The key to wonderful flavor here is slowly cooking the onions in a big skillet — , they should be meltingly soft without any browning and moist without excess liquid. Sweet onions are the best — large Vidalias, Maui, Walla Wallas or any other of the fine varieties now available. Gratinare — the Italian term for baking dishes encrusted with cheese or other crisp topping — fills a big sheet pan. It will serve a large group as an appetizer or a lunch dish, or make a great hors d’oeuvre for a crowd, cut in small pieces. You can bake it ahead for convenience, and serve it at room temperature or briefly warmed in the oven.
- For the Onion Topping
- 3-1/2 pounds large sweet onions, such as Vidalia or Walla Walla
- 1/4 cup extra-virgin olive oil
- 4 tablespoons butter
- 4 bay leaves
- 1/2 teaspoon salt
- for the Base and the Gratin
- 9 or more thick slices of hearty white bread (about 3/4 pound) see note below,
- 8 tablespoons (1 stick) soft butter
- 2 cups freshly grated Grana Padano (about 12 ounces)
For this recipe you will need a 12- or 14-inch skillet with a cover, for sautéing the onions and a large rimmed baking sheet such as a 12- by 18- inch half sheet
Cooking the Onions:
Peel the onions and cut in half through the stem ends. Rinse the halves in cold water for a moment. Slice the halves cross-wise into very thin half-moon shapes: you should have over 12 cups of onions. Preheat the oven to 450 degrees.
Put the oil and butter in the skillet, set over medium heat, and before the butter is all melted, dump in all the onions and turn them over to coat. Drop in the bay leaves, sprinkle with the salt, turn and stir the onions a bit more, then cover the pan. Let the onions sweat and soften for about 10 minutes, stirring just once or twice, but otherwise keeping them covered.
Uncover the pan and continue to cook the onions and to gradually evaporate the juices.

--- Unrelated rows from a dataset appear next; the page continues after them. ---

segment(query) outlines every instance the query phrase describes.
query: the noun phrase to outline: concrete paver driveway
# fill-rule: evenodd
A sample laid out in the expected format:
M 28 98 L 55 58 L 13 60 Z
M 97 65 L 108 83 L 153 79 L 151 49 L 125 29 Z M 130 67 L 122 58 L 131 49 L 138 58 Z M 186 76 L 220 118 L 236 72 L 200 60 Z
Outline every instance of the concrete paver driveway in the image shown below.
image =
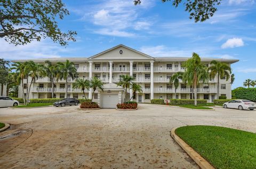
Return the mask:
M 198 168 L 170 137 L 173 128 L 256 132 L 255 111 L 150 104 L 139 104 L 135 111 L 77 108 L 0 108 L 0 121 L 12 124 L 0 133 L 0 168 Z

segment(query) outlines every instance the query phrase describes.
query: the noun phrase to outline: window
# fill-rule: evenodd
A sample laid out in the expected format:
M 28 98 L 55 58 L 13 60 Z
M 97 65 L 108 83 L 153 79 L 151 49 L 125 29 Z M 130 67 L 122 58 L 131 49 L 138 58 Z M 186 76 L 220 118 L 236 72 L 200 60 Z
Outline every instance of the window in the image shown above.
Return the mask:
M 145 94 L 145 99 L 150 99 L 150 96 L 149 94 Z
M 209 88 L 209 84 L 203 84 L 203 88 L 208 89 Z
M 204 99 L 208 100 L 209 99 L 209 94 L 204 94 Z
M 172 64 L 166 64 L 166 68 L 167 68 L 167 69 L 172 69 Z
M 187 86 L 186 85 L 186 84 L 184 84 L 184 83 L 181 83 L 181 88 L 182 89 L 184 89 L 184 88 L 187 88 Z
M 172 84 L 167 84 L 166 86 L 166 88 L 167 89 L 172 89 Z
M 181 99 L 186 99 L 187 98 L 187 95 L 186 94 L 181 94 Z
M 150 84 L 145 84 L 145 89 L 149 89 L 150 88 Z
M 73 94 L 74 98 L 78 98 L 78 94 Z
M 226 89 L 226 84 L 220 84 L 221 89 Z
M 94 99 L 98 99 L 98 94 L 94 94 Z
M 172 94 L 167 94 L 166 98 L 167 99 L 171 99 L 172 98 Z

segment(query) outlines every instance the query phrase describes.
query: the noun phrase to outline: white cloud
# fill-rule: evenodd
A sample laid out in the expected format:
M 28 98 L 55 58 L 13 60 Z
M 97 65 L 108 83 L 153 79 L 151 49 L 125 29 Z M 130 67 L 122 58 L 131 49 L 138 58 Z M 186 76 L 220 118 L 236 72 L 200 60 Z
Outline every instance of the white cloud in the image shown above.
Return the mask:
M 227 48 L 234 48 L 236 47 L 240 47 L 244 45 L 244 41 L 241 38 L 233 38 L 228 39 L 226 43 L 221 45 L 222 49 Z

Adjust the heat to keep the juices bubbling without any danger of burning the onions and stir frequently. After 10 minutes or so, the onions should be very soft, wet and glassy, but with hardly any liquid left in the pan. If there’s a lot of liquid, raise the heat slightly and cook longer, stirring as the juices evaporate. But don’t let the onions or the pan get completely dry. Remove it from the heat while they’re still moist and let them cool off just a bit.
Assembling and Baking the Gratin:
Butter the baking sheet generously, using 3 to 4 tablespoons of the soft butter. Trim off the crusts of the bread slices and lay them in one layer in the sheet pan, sides touching, to cover the bottom completely. Fill any empty spaces with pieces of bread cut to shape. Now press down gently over all the bread with your hand, to compress the layer slightly and close any gaps. Spread the remaining soft butter all over the bread with a rubber spatula or big spoon.

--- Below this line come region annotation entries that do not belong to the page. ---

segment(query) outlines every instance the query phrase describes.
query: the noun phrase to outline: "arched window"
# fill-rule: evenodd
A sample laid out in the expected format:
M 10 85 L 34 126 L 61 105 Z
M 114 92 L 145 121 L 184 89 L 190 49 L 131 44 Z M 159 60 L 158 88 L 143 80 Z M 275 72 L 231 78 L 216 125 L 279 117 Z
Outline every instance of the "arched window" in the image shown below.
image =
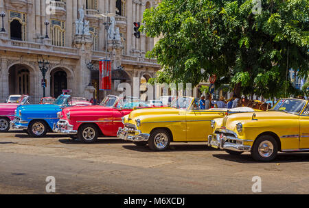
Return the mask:
M 96 0 L 86 0 L 86 9 L 97 10 L 97 1 Z
M 65 22 L 52 20 L 52 43 L 55 46 L 64 47 L 65 40 Z
M 10 36 L 12 40 L 26 40 L 26 14 L 10 11 Z
M 150 9 L 150 6 L 151 6 L 150 3 L 149 1 L 147 1 L 146 5 L 146 8 Z M 152 40 L 151 38 L 146 36 L 146 41 L 145 41 L 146 52 L 151 51 L 152 49 Z
M 10 36 L 12 40 L 23 40 L 23 31 L 21 23 L 14 19 L 10 24 Z
M 126 16 L 126 1 L 116 1 L 116 15 Z
M 98 51 L 98 28 L 94 27 L 89 27 L 90 34 L 91 34 L 92 38 L 92 49 L 93 51 Z

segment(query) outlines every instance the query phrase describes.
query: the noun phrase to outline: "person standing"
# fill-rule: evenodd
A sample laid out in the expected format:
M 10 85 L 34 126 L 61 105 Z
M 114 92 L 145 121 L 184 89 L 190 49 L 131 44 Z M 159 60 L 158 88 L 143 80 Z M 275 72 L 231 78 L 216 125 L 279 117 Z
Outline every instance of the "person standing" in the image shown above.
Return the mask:
M 217 108 L 227 108 L 227 104 L 222 96 L 220 96 L 218 101 L 214 101 L 214 103 L 216 105 Z
M 205 96 L 202 95 L 202 96 L 201 96 L 201 100 L 200 100 L 200 109 L 205 109 Z
M 205 109 L 209 109 L 210 108 L 210 94 L 206 94 L 206 101 L 205 101 Z
M 238 105 L 238 101 L 239 101 L 239 98 L 236 94 L 233 94 L 233 105 L 232 105 L 231 108 L 235 108 L 235 107 L 237 107 L 237 105 Z

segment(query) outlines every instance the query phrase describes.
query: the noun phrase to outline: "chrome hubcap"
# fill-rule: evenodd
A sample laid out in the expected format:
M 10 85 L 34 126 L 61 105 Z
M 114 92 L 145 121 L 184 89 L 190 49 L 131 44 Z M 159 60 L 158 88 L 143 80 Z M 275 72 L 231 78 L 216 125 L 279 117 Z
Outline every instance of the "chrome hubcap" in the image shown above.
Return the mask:
M 163 133 L 159 133 L 154 137 L 154 145 L 157 148 L 163 148 L 168 145 L 168 136 Z
M 82 131 L 82 137 L 86 140 L 93 140 L 95 135 L 95 131 L 91 127 L 87 127 Z
M 0 130 L 5 130 L 8 127 L 8 122 L 5 119 L 0 119 Z
M 273 153 L 273 145 L 269 141 L 264 141 L 260 144 L 259 154 L 263 157 L 268 157 Z
M 36 122 L 32 125 L 32 132 L 35 135 L 41 135 L 44 131 L 44 125 L 41 122 Z

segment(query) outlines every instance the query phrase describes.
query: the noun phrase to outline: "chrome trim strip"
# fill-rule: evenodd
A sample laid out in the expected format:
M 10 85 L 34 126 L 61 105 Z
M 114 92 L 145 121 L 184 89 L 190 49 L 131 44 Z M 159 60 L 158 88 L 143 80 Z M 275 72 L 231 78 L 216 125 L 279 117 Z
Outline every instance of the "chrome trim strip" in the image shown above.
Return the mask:
M 112 122 L 111 120 L 78 120 L 76 122 Z
M 284 135 L 280 137 L 280 138 L 299 138 L 299 134 L 288 134 L 288 135 Z
M 187 122 L 196 122 L 196 121 L 211 121 L 211 120 L 187 120 Z
M 225 136 L 225 141 L 227 140 L 236 140 L 236 141 L 238 141 L 238 142 L 253 142 L 253 140 L 242 140 L 238 138 L 233 138 L 233 137 L 231 137 L 229 135 L 226 135 Z
M 141 122 L 141 123 L 169 122 L 185 122 L 185 121 L 186 121 L 186 120 L 147 121 L 147 122 Z
M 141 123 L 151 123 L 151 122 L 198 122 L 198 121 L 211 121 L 211 120 L 165 120 L 165 121 L 146 121 L 141 122 Z
M 293 148 L 293 149 L 284 149 L 282 150 L 282 152 L 301 152 L 301 151 L 309 151 L 309 148 Z
M 59 119 L 58 118 L 27 118 L 27 119 Z
M 218 128 L 218 129 L 216 129 L 216 130 L 214 131 L 214 133 L 216 133 L 216 132 L 217 132 L 217 131 L 220 132 L 220 133 L 231 133 L 231 134 L 233 134 L 233 135 L 235 135 L 236 138 L 237 138 L 237 133 L 235 133 L 233 131 L 227 129 Z

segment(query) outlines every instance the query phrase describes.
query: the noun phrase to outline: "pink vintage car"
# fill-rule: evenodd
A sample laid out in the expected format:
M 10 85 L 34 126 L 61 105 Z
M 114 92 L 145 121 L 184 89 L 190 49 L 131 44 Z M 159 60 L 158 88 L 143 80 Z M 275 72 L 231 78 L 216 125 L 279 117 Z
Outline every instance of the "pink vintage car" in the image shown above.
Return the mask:
M 10 121 L 14 119 L 17 106 L 29 104 L 30 97 L 23 94 L 16 103 L 0 103 L 0 132 L 7 132 L 10 129 Z
M 108 95 L 100 105 L 65 108 L 57 114 L 60 120 L 53 131 L 84 143 L 95 142 L 99 136 L 117 137 L 119 127 L 124 125 L 122 118 L 133 109 L 124 106 L 122 98 Z

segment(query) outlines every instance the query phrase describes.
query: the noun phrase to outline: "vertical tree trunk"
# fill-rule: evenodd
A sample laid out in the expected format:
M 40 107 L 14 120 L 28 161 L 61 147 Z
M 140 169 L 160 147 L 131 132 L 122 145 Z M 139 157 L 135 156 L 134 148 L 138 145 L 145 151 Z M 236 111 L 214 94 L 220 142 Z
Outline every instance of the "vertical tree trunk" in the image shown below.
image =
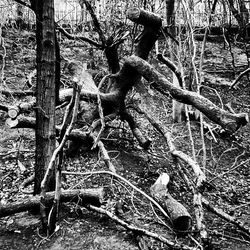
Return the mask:
M 55 23 L 54 1 L 36 1 L 37 94 L 36 94 L 36 163 L 34 194 L 39 194 L 41 181 L 55 149 Z M 51 178 L 48 190 L 54 188 Z
M 246 35 L 246 24 L 249 21 L 249 13 L 248 13 L 248 9 L 246 7 L 245 1 L 244 0 L 239 0 L 239 9 L 237 9 L 237 7 L 235 7 L 235 2 L 234 0 L 228 0 L 229 3 L 229 8 L 230 11 L 232 12 L 233 16 L 235 17 L 235 19 L 237 20 L 237 23 L 239 25 L 240 28 L 240 36 L 242 38 L 245 38 Z
M 175 0 L 166 0 L 166 19 L 167 24 L 169 26 L 169 33 L 172 35 L 172 37 L 176 37 L 176 29 L 175 29 Z M 176 53 L 177 48 L 176 44 L 172 41 L 172 39 L 169 40 L 169 48 L 170 48 L 170 56 L 171 60 L 174 62 L 176 61 Z M 180 87 L 179 81 L 176 78 L 175 74 L 172 74 L 172 82 L 173 85 Z M 173 104 L 173 120 L 174 122 L 181 122 L 185 120 L 185 106 L 183 103 L 177 102 L 176 100 L 172 101 Z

While the onions are still warm, spoon them onto the bread and spread in an even layer; scrape the flavorful cooking juices from the pan too. Sprinkle all the cheese evenly over the onions, covering the entire surface, but don’t press the cheese down at all.
Bake for 10 minutes or so; rotate the pan for even cooking and bake another 10 or 15 minutes until the cheese is a deep brown-gold crust and the edges of the bread are also crisp and dark (but not burnt).
Let the gratin cool for at least a few minutes on a wire rack (the pan will be very hot!). Serve it warm or room temperature, cut in pieces of any size.